Uma das vozes públicas mais frequentes na comunicação jornalística, do rádio e da televisão, é a dos administradores prometendo diligências fiscais em busca de arrecadarem mais tributos, contribuições, taxas, impostos provisórios e tudo mais o que a burocracia consegue inventar.
Estranho é, porém, que os mesmos governos aos quais esses cavalheiros (e damas) pertencem caloteiam seus próprios credores. Pior: ficam irritados e proferem ameaças de devassas quando os credores insistem em cobrar o que lhes é devido, por vezes relacionado com sua própria sobrevivência.
Quando a Constituição afirma que há igualdade de todos perante a lei, quer afirmar o equilíbrio jurídico, que compensa desigualdades, buscando satisfazer o interesse comum. Ora, em matéria de créditos e débitos, a desigualdade entre governos que caloteiam, mas são perseguidores fiscais, merece meditação.
A linha do haver e do dever há de ser de duas mãos. Se é possível que um chefe do Executivo deixe vazios, depois de quatro anos de mandato, os cofres públicos, confiados a seus cuidados, cabe a meditação do jurista para produzir meios de impedir o absurdo, ou, ao menos, de criar mecanismos tão eficazes de punição que ninguém se sinta animado a tal tipo de comportamento.
A perspectiva histórica da meditação do político parece, contudo, levar a outro caminho, no qual se vê uma certa esperteza. Nesta, a vítima de hoje cogita de como também poderá deixar os cofres vazios para seu sucessor. Posso até parecer injusto, mas é difícil imaginar diferentemente, quando se vê a mesma conversa repetir-se ano após ano, em uma cantilena da qual o povo está cansado.
Para o leitor ter uma idéia do desequilíbrio entre os direitos e deveres dos credores e devedores governamentais basta dizer que as dívidas recíprocas sempre foram, tradicionalmente, não compensáveis.
O devedor de tributos que fosse credor de dinheiros públicos não podia abater de seu crédito o que devesse, ou mesmo cessar de pagá-los, como um mecanismo de quitação recíproca.
Em tempos mais recentes tem havido alguma evolução para contribuições da mesma espécie, mas, como regra, a compensação não vale.

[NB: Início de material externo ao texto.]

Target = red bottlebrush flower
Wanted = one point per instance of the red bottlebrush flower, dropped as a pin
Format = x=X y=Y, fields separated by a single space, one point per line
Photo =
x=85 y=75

"Macaco, olha o teu rabo", diziam os antigos, quando um faltoso pretendia haver bom comportamento dos outros, que, entretanto, se recusava a adotar. A frase cabe para governos caloteiros que querem receber créditos, mas não pagam seus débitos.
Anoto mais que nesse campo a imprensa me desperta uma certa curiosidade. Vai fácil na conversa dos governantes. Acredita (corretamente, aliás) nas queixas dos superfaturamentos -muito acima dos preços de mercado- sem fazer a avaliação crítica correspondente -no que erra- dos efeitos destruidores dos atrasos, dos "canos" dos descumprimentos da palavra, para não falar do desrespeito à lei dos governos devedores.
Conto ao leitor, ao fim, qual a inspiração para este comentário. Foi o ministro Reinhold Stephanes, da Previdência Social, que resolveu pagar todos os débitos de sua pasta relativos a sentenças judiciais das quais não cabe qualquer recurso.
Todos sabemos que cumprir a decisão judicial é dever elementar. Todavia, surgir um governante que cumpra esse dever é tão, mas tão raro, que até resolvi aproveitar o tema. Stephanes, cumprindo a obrigação de pagar, terá legitimidade para cobrar o que lhe for devido.